You see, this bar has a mysterious system called the bottle keep system which I am sure is contrary to all the rules of economics. Let us suppose, for a moment, that an alcoholic patron (imagine if you will that he is a priest) wishes to regularly booze it on at this local snack; in this case, he will ask the delightful old biddy behind the counter to set aside a bottle of his favourite shochu, and will pay her a single paltry sum, perhaps say $30. She will then ensure that his bottle is always full of shochu, and then whenever he visits the bar he can drink it for nothing. She will, however, ply him with snacks and he will have to pay for the snacks (I think) and anything else he consumes here (except the secondhand smoke, which is also gratis). Should he have two friends - say, a young student and his wife - he can give the charming old thespian behind the bar our - um, I mean, their names, and from then on they can also visit the Skeleton bar and suck from his bottle for nothing. This deal would be tempting, were the shochu anything other than appalling, and...

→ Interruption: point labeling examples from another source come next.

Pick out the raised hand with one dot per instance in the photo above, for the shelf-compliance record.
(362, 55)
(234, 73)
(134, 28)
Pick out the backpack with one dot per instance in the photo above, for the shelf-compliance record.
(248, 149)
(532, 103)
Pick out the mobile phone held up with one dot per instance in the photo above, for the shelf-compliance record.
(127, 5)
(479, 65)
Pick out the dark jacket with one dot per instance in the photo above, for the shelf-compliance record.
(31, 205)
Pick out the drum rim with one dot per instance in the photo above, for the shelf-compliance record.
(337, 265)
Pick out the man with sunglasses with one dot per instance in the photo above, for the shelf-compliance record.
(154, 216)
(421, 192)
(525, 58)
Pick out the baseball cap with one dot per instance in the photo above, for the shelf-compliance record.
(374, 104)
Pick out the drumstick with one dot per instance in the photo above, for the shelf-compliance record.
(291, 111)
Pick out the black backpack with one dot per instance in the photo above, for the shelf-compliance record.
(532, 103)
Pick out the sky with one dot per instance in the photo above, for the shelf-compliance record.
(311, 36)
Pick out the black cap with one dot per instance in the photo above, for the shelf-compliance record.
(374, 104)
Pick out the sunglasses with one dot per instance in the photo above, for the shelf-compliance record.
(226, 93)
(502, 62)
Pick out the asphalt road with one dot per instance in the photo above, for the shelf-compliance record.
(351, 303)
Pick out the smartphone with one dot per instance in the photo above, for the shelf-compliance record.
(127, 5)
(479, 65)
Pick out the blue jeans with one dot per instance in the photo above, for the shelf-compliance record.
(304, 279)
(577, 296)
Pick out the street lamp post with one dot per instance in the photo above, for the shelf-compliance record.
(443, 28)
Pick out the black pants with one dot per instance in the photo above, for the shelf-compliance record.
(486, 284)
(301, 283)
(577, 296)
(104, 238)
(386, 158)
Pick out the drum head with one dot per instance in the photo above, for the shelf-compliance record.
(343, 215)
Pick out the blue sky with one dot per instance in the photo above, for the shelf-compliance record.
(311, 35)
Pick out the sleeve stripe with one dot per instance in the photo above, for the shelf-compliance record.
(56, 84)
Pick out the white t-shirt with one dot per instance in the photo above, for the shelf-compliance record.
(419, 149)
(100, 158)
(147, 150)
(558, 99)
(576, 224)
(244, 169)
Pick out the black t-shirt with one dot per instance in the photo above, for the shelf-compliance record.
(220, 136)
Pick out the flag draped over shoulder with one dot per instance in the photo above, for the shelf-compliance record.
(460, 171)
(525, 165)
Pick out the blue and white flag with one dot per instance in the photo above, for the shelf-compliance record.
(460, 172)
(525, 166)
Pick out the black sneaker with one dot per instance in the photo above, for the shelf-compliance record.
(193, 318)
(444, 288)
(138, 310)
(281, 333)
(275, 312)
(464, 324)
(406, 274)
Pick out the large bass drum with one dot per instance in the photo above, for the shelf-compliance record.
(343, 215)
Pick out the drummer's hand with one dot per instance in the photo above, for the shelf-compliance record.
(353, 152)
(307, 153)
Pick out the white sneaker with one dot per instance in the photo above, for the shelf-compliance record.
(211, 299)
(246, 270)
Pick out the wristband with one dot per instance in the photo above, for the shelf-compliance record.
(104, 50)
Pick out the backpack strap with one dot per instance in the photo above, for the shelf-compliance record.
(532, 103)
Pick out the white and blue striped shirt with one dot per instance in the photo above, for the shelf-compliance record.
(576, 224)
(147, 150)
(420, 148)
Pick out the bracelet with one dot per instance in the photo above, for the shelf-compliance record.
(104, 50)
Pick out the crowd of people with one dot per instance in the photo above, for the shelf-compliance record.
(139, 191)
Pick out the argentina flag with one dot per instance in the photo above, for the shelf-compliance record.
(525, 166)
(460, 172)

... were the bar not quite so... seedy. The woman who runs it is an old kabuki actress who has put pictures of herself all around the bar and in the toilet; the patrons were (besides yours truly and his one-time celebrant) toothless old people who yell slurred nothings (one told me "all men are fools", proving that cliches can transcend national boundaries); the decor was faded velvet from the 60s; there was no music; and the whole place was, in addition to being tiny, cluttered with various of the owner's personal effects so it felt as if one was drinking in a stranger's unrefurbished loungeroom. Now I know, dear reader, that after reading these missives for a year you are probably at the point where you would willingly do just that if the booze were free; but I can assure you that the shine wears off rapidly. So after two rather alarming glasses of shochu (the first of which was poured when I still thought the shochu bottle was actually water, due to a slight misreading of a kanji) I staggered outside, and homeward to safety. Now all I bear from the evening are some vague memories of rubbery fish, and a residual hangover. Until the next time the priest comes knocking, that is...

4 Comments:

Blogger Miss Ember said...

As the Shinto priest said to the old Kabuki actress, "Smoke me a rubbery stingray, I'll be back by tea-time". Or some such.

12:18 AM  
Blogger Random Citizen said...

BwahAHAHaHAHA!!


I found that funnier than I should have.

7:40 AM  
Anonymous Anonymous said...

You realise that you have the makings of Japan's answer to 'Coronation Street': the blowsy ex-actress barmaid, a drunken priest and a fish supper!

9:00 AM  
Blogger Sir S said...

It`ll never cut it ... no potatoes, and no teenage pregnancies. By the look of most of the people in the bar, their ray had long since gone rubbery.